This is the irony of libertarianism: "Freedom for everyone, but I get to keep
all my goodies!". It's not actually freedom for everyone; it enshrines
privilege with the people who already have a lot of wealth. It works _against_
levelling the playing field and _against_ people advancing by merit. If you're
born into wealth, you're protected by libertarianism - you'll get better
schooling, better networking, better secret-handshake memberships. If you're
born into poverty, libertarianism handwaves and mutters something about
charity (which is always amusing, because private charities have never
amounted to anything like public welfare), but really doesn't care about
helping you improve yourself, giving you the tools to become wealthier.

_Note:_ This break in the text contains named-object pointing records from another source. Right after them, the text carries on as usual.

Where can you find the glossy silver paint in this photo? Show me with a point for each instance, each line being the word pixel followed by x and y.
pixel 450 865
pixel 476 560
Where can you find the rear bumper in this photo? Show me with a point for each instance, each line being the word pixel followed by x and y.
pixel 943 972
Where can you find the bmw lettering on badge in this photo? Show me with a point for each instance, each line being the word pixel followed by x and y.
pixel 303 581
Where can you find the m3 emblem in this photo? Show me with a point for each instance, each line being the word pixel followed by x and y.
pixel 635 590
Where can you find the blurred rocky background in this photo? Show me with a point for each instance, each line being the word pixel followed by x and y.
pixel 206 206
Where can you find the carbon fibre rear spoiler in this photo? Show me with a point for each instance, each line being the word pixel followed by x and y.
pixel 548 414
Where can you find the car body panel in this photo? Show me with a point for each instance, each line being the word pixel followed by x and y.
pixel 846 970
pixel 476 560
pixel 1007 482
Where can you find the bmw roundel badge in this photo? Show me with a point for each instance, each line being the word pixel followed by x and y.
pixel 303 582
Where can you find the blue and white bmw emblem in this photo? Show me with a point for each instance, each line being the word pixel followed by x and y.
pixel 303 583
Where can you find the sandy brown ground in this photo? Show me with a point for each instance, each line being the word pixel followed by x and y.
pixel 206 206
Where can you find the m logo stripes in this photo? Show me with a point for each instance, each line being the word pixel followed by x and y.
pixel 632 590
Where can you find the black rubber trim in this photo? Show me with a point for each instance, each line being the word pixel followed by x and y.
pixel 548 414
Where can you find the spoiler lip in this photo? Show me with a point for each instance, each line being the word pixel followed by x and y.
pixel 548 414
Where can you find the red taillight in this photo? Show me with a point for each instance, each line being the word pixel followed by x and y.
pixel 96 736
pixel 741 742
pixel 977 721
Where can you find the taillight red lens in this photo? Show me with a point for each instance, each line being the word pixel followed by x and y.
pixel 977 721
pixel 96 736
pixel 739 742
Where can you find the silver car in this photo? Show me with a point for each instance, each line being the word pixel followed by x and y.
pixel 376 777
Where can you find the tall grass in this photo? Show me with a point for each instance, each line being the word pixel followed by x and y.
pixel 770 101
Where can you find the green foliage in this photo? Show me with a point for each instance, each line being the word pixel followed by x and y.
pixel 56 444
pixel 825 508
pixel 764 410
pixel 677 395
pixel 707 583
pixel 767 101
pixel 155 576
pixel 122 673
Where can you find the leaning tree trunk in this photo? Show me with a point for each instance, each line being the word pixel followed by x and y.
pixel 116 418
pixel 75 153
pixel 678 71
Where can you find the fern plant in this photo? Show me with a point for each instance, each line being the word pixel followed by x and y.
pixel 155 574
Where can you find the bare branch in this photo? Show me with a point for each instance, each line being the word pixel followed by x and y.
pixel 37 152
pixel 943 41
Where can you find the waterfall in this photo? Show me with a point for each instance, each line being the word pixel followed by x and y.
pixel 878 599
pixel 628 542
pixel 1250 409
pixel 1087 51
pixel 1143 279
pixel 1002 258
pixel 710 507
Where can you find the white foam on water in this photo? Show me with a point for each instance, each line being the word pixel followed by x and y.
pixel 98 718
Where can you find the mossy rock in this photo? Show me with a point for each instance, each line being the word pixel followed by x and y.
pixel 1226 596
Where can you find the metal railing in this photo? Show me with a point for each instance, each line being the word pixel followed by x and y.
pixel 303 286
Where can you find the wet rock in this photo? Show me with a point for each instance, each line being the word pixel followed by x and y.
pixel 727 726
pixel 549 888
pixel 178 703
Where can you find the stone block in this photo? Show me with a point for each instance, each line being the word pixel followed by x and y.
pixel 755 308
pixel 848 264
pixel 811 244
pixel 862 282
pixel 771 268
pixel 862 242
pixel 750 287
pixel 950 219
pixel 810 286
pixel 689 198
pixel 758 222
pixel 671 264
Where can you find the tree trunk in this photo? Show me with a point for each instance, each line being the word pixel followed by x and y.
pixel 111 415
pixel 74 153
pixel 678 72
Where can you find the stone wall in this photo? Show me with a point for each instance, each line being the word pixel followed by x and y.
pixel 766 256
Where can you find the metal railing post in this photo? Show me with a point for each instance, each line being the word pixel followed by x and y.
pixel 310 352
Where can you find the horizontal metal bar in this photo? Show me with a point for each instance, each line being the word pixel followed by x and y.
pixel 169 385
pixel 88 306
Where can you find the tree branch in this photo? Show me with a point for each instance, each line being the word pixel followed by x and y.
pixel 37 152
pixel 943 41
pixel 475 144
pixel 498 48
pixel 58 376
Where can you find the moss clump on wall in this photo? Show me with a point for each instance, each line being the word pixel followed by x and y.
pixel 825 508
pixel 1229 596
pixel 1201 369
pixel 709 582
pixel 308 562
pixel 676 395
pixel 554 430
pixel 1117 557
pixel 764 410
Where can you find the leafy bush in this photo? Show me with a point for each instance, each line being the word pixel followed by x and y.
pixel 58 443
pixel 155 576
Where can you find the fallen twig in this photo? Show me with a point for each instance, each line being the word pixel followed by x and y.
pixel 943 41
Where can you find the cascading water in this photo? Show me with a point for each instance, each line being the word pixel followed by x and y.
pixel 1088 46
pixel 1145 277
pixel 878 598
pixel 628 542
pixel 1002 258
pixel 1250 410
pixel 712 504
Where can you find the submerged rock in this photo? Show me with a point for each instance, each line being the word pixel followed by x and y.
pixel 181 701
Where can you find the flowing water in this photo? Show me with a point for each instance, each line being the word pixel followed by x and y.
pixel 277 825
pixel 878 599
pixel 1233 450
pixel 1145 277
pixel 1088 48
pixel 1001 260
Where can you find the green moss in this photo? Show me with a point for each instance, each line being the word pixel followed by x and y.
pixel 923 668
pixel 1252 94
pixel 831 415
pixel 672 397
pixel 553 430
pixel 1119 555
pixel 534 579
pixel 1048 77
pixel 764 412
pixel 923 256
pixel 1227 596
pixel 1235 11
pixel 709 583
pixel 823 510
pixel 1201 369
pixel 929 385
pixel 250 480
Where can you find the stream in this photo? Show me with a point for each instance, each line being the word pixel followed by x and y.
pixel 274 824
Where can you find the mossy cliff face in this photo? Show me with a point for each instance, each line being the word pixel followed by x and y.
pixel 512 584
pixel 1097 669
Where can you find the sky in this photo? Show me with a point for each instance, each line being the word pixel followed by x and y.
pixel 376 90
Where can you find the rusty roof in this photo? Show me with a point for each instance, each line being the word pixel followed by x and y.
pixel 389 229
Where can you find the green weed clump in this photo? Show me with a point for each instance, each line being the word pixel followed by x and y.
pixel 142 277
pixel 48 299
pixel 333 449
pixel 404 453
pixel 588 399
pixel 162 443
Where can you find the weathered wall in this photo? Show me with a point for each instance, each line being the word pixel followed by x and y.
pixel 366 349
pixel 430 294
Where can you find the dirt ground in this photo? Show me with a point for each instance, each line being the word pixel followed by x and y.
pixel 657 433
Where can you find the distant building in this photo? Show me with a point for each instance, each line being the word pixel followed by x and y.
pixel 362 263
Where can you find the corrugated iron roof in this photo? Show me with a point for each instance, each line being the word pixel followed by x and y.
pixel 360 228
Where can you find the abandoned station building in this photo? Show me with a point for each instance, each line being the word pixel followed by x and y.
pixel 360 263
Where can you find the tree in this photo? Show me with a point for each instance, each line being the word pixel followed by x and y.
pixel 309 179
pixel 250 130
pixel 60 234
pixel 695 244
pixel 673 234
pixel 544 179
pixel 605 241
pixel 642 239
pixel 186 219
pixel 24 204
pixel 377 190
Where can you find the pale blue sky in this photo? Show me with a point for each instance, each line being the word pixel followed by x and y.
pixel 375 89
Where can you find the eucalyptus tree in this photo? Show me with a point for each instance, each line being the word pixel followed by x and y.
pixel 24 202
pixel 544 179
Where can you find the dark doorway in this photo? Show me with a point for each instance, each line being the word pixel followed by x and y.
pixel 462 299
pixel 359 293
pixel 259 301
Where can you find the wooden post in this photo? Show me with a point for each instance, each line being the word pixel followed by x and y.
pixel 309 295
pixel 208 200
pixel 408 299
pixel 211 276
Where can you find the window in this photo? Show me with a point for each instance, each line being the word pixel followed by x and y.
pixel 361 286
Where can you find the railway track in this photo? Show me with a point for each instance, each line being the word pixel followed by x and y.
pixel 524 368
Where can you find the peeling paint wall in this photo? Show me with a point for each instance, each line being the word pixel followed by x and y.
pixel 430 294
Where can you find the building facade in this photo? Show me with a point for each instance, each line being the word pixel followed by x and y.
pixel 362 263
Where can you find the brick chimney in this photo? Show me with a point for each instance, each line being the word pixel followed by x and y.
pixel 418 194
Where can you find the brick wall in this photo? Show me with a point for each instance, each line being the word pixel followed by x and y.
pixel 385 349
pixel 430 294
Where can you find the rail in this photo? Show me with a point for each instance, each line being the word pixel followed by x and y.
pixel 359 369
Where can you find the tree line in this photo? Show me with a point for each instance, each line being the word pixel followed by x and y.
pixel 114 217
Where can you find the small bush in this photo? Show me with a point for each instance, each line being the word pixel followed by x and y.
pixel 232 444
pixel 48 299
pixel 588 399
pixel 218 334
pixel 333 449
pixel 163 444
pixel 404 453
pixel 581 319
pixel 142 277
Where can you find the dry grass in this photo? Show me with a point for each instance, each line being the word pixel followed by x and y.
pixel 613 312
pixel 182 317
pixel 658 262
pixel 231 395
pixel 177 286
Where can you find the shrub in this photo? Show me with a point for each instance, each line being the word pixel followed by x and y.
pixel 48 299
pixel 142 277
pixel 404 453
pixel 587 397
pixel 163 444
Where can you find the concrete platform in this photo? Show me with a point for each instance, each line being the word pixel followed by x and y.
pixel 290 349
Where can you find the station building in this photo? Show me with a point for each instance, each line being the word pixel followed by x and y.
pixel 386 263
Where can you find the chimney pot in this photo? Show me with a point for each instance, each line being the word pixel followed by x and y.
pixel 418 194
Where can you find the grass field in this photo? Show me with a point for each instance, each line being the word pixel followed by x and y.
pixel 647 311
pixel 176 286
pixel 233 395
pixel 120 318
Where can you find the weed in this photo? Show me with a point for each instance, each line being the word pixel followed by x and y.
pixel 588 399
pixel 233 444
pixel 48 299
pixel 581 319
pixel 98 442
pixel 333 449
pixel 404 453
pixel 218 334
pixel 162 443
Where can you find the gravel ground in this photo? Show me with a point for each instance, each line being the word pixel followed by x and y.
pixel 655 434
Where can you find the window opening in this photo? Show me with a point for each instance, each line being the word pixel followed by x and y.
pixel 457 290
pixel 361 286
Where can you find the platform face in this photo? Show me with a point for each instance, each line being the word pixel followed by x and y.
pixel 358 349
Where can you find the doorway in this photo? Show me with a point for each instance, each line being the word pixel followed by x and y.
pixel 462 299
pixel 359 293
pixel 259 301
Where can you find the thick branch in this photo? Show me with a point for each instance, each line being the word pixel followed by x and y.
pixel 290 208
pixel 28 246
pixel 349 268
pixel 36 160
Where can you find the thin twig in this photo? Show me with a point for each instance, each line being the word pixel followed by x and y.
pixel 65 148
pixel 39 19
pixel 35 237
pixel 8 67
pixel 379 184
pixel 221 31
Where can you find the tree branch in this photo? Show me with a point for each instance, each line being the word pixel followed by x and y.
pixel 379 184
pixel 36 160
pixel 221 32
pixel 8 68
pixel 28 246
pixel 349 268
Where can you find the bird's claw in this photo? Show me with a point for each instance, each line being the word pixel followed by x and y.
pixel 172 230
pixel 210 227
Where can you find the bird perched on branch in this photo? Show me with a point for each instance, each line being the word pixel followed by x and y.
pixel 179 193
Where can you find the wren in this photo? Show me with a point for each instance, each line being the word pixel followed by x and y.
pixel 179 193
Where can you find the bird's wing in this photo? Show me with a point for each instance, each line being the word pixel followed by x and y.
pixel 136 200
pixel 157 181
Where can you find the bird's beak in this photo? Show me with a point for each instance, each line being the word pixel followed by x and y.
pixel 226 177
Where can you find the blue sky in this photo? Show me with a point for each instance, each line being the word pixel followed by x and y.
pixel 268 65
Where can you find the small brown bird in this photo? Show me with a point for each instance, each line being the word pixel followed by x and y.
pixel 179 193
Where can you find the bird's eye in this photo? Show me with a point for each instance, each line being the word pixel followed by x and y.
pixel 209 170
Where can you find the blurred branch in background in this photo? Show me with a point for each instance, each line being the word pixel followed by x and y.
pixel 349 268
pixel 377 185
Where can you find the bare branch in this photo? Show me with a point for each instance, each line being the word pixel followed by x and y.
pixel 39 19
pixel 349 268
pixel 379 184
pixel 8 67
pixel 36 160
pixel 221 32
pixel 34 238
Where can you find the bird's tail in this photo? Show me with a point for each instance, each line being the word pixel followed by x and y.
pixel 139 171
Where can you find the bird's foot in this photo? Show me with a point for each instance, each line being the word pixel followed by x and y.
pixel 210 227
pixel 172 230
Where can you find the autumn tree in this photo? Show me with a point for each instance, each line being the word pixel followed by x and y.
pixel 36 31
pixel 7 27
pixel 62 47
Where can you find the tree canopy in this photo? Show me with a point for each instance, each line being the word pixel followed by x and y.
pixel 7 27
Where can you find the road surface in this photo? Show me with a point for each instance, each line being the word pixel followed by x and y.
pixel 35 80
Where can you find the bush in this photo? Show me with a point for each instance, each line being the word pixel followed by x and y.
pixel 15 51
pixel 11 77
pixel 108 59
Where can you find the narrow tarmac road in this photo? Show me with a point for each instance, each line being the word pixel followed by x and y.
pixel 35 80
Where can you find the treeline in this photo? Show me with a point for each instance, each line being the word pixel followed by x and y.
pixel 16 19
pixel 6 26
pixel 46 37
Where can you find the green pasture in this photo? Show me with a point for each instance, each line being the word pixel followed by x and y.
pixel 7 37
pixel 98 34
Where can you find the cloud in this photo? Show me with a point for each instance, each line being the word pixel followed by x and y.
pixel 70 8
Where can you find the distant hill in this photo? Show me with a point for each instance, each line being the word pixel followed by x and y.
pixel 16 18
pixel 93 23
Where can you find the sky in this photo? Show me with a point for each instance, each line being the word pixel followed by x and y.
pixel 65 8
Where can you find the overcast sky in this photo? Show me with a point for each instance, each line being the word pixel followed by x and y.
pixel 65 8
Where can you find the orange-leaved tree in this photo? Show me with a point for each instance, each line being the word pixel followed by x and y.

The
poor don't have private property, so libertarianism flips them the finger. If
the poor get shafted by someone's actions, the libertarian answer is "take
them to (the skeletal remains of) the court system", something which the poor
cannot leverage at all. Factory spewing toxic smoke into your house? Take them
to court... oh, you can't afford a lawyer, or at least one that stands a
chance. Pity - there are no regulations on air pollution, because that
curtails 'freedom' and is 'big government' and so the supposed answer instead
is 'take them to court'.

I watched your second video. It's funny that the creator gave libertarianism a
great loophole: "Oh, wars of conquest make it alright if the losers have all
been killed". It's basically hand-waving away the indicated moral issues about
taking things by force and translated means "I get to keep my stuff". It's a
bad video full of leading statements and bad assumptions, though it does have
nice production values. The entire video frames libertarianism as a mechanism
to keep your material goods all to yourself - unsurprising, really, since this
is what really underpins the philosophy.

Fundamentally, libertarianism is about people who want to maintain their
social privileges and wealth, and not actually about fair opportunity. It's an
incredibly selfish philosophy, but it's wrapped in attractive-sounding
rhetoric. In any case, to answer the libertarian question "Why should I help
anyone else _at all_?"(paraphrased, but ridiculously clear on every discussion
regarding tax), the answer is basically "Because you're human, and humans are
social animals that rely on each other; they are not self-sufficient without
extreme effort".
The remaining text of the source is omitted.